Friday, December 8, 2006
Town benefits provide budget challenge
On November 28, the Board of Selectmen (BOS) heard a presentation by Finance Director Larry Barton on town benefits. With yearly increases in the double digits, the cost of benefits has provided an on-going challenge for managing the town's operating budget within the increases recommended by the Finance Committee (FinCom). For FY08, the FinCom is holding departmental increases to 2.9%.
Health costs up 12% per year
Health care has been rising 12% per year in Massachusetts, which is the most expensive state in which to buy health insurance, according to Barton. Carlisle is part of the Minuteman Nashoba Health Group (MNHG), a consortium of towns which negotiate together for lower rates. Six plans are available through Harvard Pilgrim, Tufts, and Fallon. Currently family health premiums for town employees vary from $9,500 per year to $27,500 per year, depending on the plan, with individual rates from $4,400 to $10,400. Of 240 town employees, 150 take part in the health plan.
Regular employees working 20 hours per week or more are offered benefits. Carlisle is among the lowest in its contribution to health care at 50%. Other towns in the consortium offer 60% to 90%. However, Barton noted a 50% increase in Carlisle's contribution would cost the town at least $400,000 per year.
Group Health Insurance is available for employees, spouses, and dependents.
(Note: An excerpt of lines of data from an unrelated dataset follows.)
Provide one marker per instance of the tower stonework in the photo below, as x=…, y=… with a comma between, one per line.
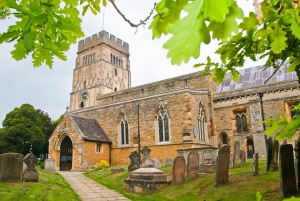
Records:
x=102, y=66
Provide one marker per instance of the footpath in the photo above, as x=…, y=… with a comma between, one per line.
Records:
x=89, y=190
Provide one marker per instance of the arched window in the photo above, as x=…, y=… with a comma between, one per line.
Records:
x=241, y=122
x=163, y=126
x=201, y=120
x=124, y=131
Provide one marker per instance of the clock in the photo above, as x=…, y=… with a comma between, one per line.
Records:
x=84, y=95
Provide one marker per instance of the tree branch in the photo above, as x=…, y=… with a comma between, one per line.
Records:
x=142, y=22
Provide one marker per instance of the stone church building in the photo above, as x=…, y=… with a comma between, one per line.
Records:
x=108, y=119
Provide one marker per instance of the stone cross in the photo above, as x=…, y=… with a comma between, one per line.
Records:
x=31, y=161
x=287, y=170
x=134, y=161
x=222, y=171
x=255, y=164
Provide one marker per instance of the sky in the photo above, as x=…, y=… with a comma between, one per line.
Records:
x=49, y=89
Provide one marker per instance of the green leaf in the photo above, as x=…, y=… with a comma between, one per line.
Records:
x=216, y=10
x=168, y=13
x=278, y=43
x=224, y=30
x=295, y=28
x=188, y=34
x=250, y=22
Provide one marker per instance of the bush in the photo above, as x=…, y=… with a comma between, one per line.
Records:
x=103, y=164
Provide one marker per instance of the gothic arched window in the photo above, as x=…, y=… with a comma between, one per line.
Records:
x=241, y=122
x=124, y=131
x=201, y=120
x=163, y=126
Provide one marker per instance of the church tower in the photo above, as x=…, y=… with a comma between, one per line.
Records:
x=102, y=66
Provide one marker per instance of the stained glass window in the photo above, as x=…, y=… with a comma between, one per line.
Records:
x=163, y=126
x=241, y=122
x=124, y=131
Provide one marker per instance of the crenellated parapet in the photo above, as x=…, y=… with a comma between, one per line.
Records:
x=103, y=37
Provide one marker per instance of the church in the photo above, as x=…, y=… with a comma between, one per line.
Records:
x=108, y=119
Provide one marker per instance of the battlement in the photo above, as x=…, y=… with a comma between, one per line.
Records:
x=103, y=37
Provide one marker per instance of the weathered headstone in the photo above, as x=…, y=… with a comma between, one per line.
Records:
x=269, y=152
x=134, y=161
x=178, y=170
x=117, y=170
x=255, y=164
x=156, y=163
x=49, y=165
x=236, y=154
x=222, y=173
x=193, y=164
x=274, y=160
x=11, y=167
x=146, y=160
x=29, y=173
x=287, y=170
x=168, y=161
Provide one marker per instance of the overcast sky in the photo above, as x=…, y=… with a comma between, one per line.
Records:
x=49, y=89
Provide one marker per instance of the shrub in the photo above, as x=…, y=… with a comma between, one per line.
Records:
x=103, y=164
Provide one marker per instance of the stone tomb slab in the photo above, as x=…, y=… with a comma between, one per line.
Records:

The town contributes half of the monthly premium, and the employee pays half. Also, according to MGL32B, municipalities are required to provide life, accidental death, and dismemberment insurance with a 50% contribution. Carlisle offers $5,000 in basic life and $5,000 in death or dismemberment at this 50% rate, with supplemental life, dependent life, and long-term disability available at a 100% employee contribution.
Retirees receive the benefits they were eligible for at retirement, with the necessity to apply for Medicare after age 65.
Other plans include dental insurance, deferred compensation plans, a teacher's tax shelter annuity plan, and a "cafeteria plan" for setting aside pre-tax dollars for uninsured medical or dental care. All of these are paid for by the employee. All employees contribute to the Middlesex County Retirement System (MCRS), the Massachusetts Teachers Retirement System, or the Omnibus Budget Reconciliation Act of 1990 (OBRA) deferred compensation plan (for part-time employees not eligible for the other plans) in lieu of Social Security, for which municipal employees are not eligible. Carlisle makes an annual appropriation to the MCRS, this year expected to be about $500,000, and this has been rising at a 7 to 8% rate "pretty consistently," according to Barton. He says the typical employee contribution to the retirement plan is now between 9% and 11% of salary.
A change to the dental plan is likely in the spring, as many employees have requested a better plan, and Barton has found one willing to take on our employees in spite of small numbers. The new plan, like the old, will be 100% employee paid.
Can costs be controlled?
"Twelve percent a year is not sustainable," said Tim Hult, and John Williams agreed, noting that at this rate, health insurance costs will double in six years. He questioned if there were any alternatives for managing the increase. Barton said the downside of membership in MNHG is that everyone has to agree on the same plans and "it's very difficult to change plan design, so reining in increases is very difficult to do." Increasing co-pays, for example, can reduce costs significantly as higher co-pays discourage overuse of emergency facilities, but co-pays are set by the consortium.
However, according to Barton, the advantages of MNHG membership offset the disadvantages. Not only does the group have more negotiating power, it is also able to provide administrative support, self-funding, and other services. Employees who are under a drug plan, for example, can take advantage of an MNHG plan that purchases certain drugs from Canada, reducing costs and eliminating the co-payment. There have been on-going requests from other towns to join the MNHG, an indicator things are even worse outside. In a follow-up phone call, Barton noted that exploring alternative health plans is difficult because insurance companies are notorious for low-balling first year premiums in order to gain new customers, then raising rates precipitously.
There is a proposal in the state legislature to open the Government Insurance Plan to municipal employees requiring health insurance. This could be an avenue to reduce premiums. However, the proposal includes other requirements, such as the creation of a town commission and long-term enlistment, that may mitigate the advantages. "It's worth exploring and we will do a thorough analysis at the time, but it's too early to make a recommendation at this stage," said Barton.
He remains concerned that "Employees in an environment of 3 to 3.5% cost of living increases are finding that rate increases [in health insurance] are more than eating into cost of living." But he adds, "I'm not sure rates will continue at 12%. We're not the only ones suffering, and there's a lot of momentum behind health care reform. It's a shifting landscape." If changes aren't made, low-paid and part-time employees will find that "almost everything they make is going to insurance. They will be priced out of the insurance programs, something we don't see right now."
Barton was also asked by the Selectmen to investigate the possibility of including part-timers in the plans paid for 100% by employees. Firefighters can currently pay into the health plan at a 100% contribution and may be interested in the dental and other plans.